Vietato diffondere i comunicati e dichiarazioni di Amnesty International e Human Rights Watch. Vietato anche diffondere senza il consenso del governo centrale report internazionali o dossier come quello della Anti-defamation League – che dà conto del crescente antisemitismo in Ungheria, Polonia e Ucraina – o quello dell’Onu sul trattamento riservato ai figli dei migranti. Silenzio anche sulle proteste in Russia, i preti pedofili, la democrazia e libertà dei media. Succede nell’Ungheria di Viktor Orban, che dalla sua elezione nel 2010 ha progressivamente ridotto la libertà di stampa di giornali, tv e radio, fino ad arrivare alla censura deliberata dalla sua maggioranza.

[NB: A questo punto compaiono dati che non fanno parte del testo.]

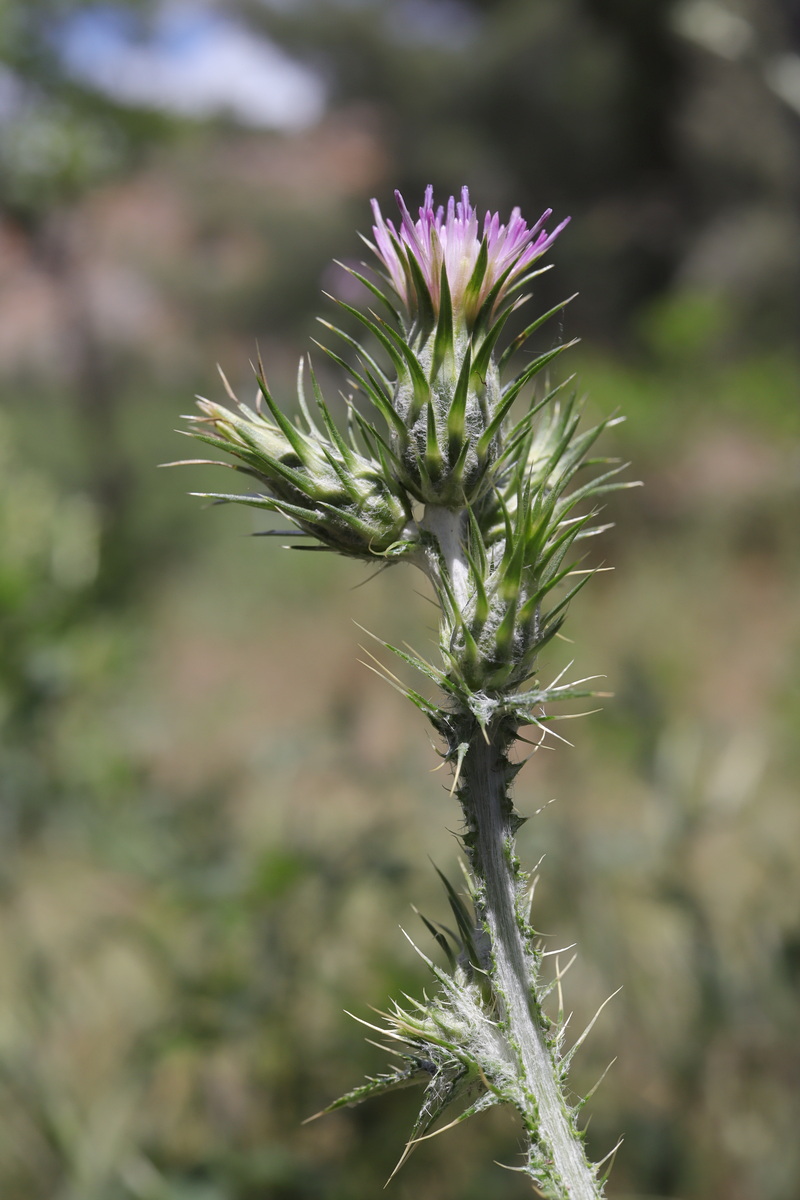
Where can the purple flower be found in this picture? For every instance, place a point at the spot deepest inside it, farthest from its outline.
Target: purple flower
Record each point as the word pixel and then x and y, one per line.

Il 1 dicembre il quotidiano magiaro Nepszava ha dato conto del divieto stabilito dall’agenzia stampa ufficiale ungherese Mtva, controllata dal governo, di dare voce ad Amnesty e Hrw. “È inaccettabile e indegno di uno stato membro dell’Unione Europea”, ha affermato Hugh Williamson, direttore di Hrw per l’Europa e l’Asia centrale. “Si tratta – ha aggiunto – di un nuovo passo del governo ungherese contro la libertà di stampa, con l’obiettivo di mettere a tacere le organizzazioni della società civile e interferire nel loro impegno vitale”. La censura delle “vitali” informazioni diffuse dalle Ong che tutelano i diritti umani è “uno scandalo”, ha detto dal canto suo David Vig, direttore di Amnesty in Ungheria. Per Vig si tratta di “un nuovo colpo alla libertà dei media e un’ulteriore restrizione alle attività delle organizzazioni non governative in Ungheria. Il governo nega deliberatamente alle persone in Ungheria l’accesso a informazioni vitali agli abusi dei diritti umani in Ungheria e nel resto del mondo”. Budapest, peraltro, è da tempo nel mirino dell’Unione europea per le violazioni dello stato di diritto.

L’arrivo al potere di Orban è coinciso con la stretta ai media: a FqMillennium Barbara Trionfi, direttore esecutivo dell’International Press Institute, aveva infatti confermato che “è dal 2010 che la situazione sta degenerando, ma l’Europa non se n’è resa conto. Sono stati introdotti cambi molto graduali, difficili da percepire. Per Bruxelles era complicato fare barricate perché alcuni dei nuovi elementi introdotti, dal reato della diffamazione a mezzo stampa fino al carcere per i giornalisti, sono presenti anche in altri Paesi Ue”. Da allora sono stati tanti i media spariti da un giorno all’altro o comprati da uomini vicino a Orbán, che ne hanno poi stravolto la linea editoriale, trasformandoli in megafoni del governo. 2016: chiuso Népszabadság, uno degli ultimi giornali di sinistra, dopo essere stato comprato da investitori collegati a Fidesz. Due anni dopo, con la vittoria a valanga di Orbán, il prestigioso quotidiano conservatore Magyar Nemzet è stato prima chiuso poi rilanciato nella nuova veste filogovernativa. Chiuso anche Válasz, il settimanale conservatore più popolare e da sempre critico nei confronti del governo. Klubrádió, la principale radio indipendente sopravvissuta, si può sentire solo su internet e a Budapest perché depredata delle frequenze nelle zone rurali. Una strategia non lontana da quella della Polonia, precipitata nelle classifiche della libertà di stampa dal 2015, da quando il partito Diritto e giustizia (Pis) del suo padre e padrone Jaroslaw Kaczynski arriva al potere.